Please note: this event has passed


Please note the event has now reached capacity. If you'd like to be added to the waiting list, please email comms-ecs@kcl.ac.uk. 

 

Discursive framings of ‘crisis’ and ‘exceptionality’ have commonly attached to the politics of austerity and neoliberalisation that characterised the 2010s in Britain. While many have noted the depoliticising effects of such a politics, the role played by sexuality, intimacy and gender in these framings has received less attention.

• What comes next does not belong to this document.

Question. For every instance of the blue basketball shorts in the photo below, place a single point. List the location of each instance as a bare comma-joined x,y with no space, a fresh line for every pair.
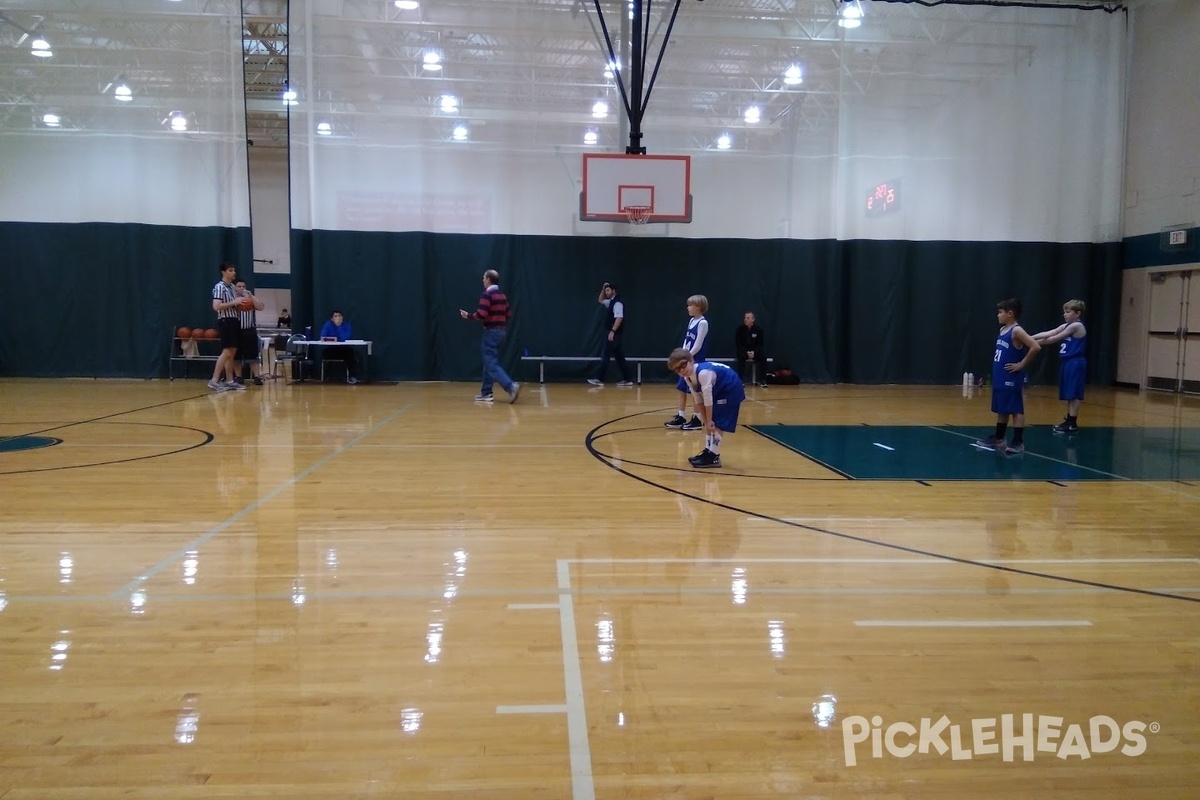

In this talk, Dr Aura Lehtonen will share from her recent book, The Sexual Logics of Neoliberalism in Britain: Sexual Politics in Exceptional Times (Routledge), which takes up the question of the relationship between sexuality and politics in Britain’s recent political past. She examines the sexual logics and meanings embedded in the dominant political narratives, discourses and policies of the decade, exploring case studies from welfare and housing policy, media representation, and protest narratives. In contrast to the notion that sexual and other forms of ‘identity politics’ are separate from questions of economic distribution and justice, here Dr Lehtonen argues that sexual meanings are key to understanding how the ongoing processes of neoliberalisation, welfare retrenchment and privatisation are justified. 

Speaker: Dr Aura Lehtonen

Dr Aura Lehtonen is a Senior Lecturer in Sociology at the University of Greenwich. Her research explores how difference, diversity and inequalities are understood, conceptualised and represented in contemporary culture and politics, with a specific focus on sexuality. Her work has been published in Feminist Media Studies, Feminist Review, and Sociological Research Online, and she is on the Editorial Board of the journal MAI: Feminism & Visual Culture

This event was part of the CPPR Lunchtime Seminar series.